Chris Hayashida: Just to clarify, kyuu and ku are different readings for "nine." You can't be a 3 ku player.
kokiri well i don't think i recall the dan rankings being of particular importance in any of my japanese lessons, perhaps i missed it in the first couple of weeks, ;-) but a quick google shows me up as wrong - kudan it is, sheepish i am. However, google gives as many hits for よだん+四段 (yodan) as for よんだん+四段 （yondan) so i stand by that comment. Indeed, the windows japanese ime seems to prefer yondan.
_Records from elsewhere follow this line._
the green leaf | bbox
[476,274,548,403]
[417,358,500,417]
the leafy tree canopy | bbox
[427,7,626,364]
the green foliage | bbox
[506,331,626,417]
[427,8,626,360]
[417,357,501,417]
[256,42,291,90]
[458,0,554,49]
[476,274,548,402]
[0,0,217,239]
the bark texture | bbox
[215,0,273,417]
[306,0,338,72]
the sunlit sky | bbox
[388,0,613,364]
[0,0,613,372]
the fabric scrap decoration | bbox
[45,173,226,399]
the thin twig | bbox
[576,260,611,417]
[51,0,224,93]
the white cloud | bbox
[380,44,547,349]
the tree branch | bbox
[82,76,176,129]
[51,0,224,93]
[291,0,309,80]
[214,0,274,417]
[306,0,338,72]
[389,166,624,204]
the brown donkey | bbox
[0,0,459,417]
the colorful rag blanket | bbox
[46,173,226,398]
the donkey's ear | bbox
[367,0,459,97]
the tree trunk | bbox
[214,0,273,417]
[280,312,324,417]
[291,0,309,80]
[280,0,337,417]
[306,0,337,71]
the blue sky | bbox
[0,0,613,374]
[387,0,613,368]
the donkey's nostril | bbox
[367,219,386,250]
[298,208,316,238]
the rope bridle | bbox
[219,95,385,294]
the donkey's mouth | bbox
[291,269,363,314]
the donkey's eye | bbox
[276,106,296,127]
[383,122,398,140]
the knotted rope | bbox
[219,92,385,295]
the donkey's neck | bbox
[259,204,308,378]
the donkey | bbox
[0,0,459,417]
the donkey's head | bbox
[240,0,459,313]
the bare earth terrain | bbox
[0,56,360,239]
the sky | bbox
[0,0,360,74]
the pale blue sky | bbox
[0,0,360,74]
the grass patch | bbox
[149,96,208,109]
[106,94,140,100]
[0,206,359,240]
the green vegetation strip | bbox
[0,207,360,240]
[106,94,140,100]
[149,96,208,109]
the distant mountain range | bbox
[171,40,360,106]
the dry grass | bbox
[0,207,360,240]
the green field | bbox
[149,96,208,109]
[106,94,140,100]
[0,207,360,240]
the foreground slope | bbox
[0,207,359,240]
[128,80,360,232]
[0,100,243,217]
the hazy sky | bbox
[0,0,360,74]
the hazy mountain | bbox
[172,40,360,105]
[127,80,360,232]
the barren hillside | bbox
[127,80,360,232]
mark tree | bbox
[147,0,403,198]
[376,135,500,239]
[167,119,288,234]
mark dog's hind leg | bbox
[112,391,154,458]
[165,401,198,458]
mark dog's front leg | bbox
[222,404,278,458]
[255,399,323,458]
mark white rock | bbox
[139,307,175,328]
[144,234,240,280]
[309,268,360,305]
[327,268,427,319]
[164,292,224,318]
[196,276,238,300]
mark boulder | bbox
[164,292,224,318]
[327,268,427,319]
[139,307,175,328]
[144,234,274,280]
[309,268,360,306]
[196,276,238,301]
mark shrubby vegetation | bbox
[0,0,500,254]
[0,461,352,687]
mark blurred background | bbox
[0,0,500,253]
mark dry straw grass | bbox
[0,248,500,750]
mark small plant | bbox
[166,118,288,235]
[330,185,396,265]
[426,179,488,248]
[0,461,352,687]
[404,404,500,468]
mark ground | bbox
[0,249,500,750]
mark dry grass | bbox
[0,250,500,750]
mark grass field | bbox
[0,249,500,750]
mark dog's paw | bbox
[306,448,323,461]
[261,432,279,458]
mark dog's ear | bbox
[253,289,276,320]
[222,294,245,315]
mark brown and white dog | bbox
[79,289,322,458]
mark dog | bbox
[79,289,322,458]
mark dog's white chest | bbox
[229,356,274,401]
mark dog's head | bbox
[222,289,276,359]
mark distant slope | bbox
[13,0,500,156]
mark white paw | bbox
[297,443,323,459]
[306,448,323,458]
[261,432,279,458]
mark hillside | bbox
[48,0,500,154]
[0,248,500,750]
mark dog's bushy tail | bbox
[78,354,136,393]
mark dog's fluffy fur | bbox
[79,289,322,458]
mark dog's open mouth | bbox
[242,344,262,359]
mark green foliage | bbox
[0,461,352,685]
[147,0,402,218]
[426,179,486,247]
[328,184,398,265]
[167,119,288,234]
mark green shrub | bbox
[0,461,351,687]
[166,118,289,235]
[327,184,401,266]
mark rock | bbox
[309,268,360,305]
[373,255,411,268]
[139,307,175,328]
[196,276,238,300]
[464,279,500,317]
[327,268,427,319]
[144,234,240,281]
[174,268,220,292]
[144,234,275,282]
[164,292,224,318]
iopq: How does the windows IME "prefer" yondan? I found the corresponding kanji for both entries...
kokiri - we~ll, typing yondan gives 四段 as first choice whereas yodan has 四段 only third choice, but this isn't really representative of preference of one over the other; yodan sounds better to my ear, but when i wrote the above, kyudan sounded better, so i'm prebably better off just stopping digging...
RetEsz: If shodan, Nidan, Sandan ... etc. exist. Do shokyu, Nikyu, sakyu ... etc. exist ?
Oh, I found it. ikkyu, nikkyu, sankyu, yonkyu, gokyu, rokkyu, nanakyu, hachikyu, kukyu, juukyu.
KarlKnechtel: Why does one use 'sho-' for dan but 'i-' (ichi) for kyu? I understand that Japanese has a variety of different counting systems for counting different sorts of things, but aren't dan and kyu levels the same "sort of thing"?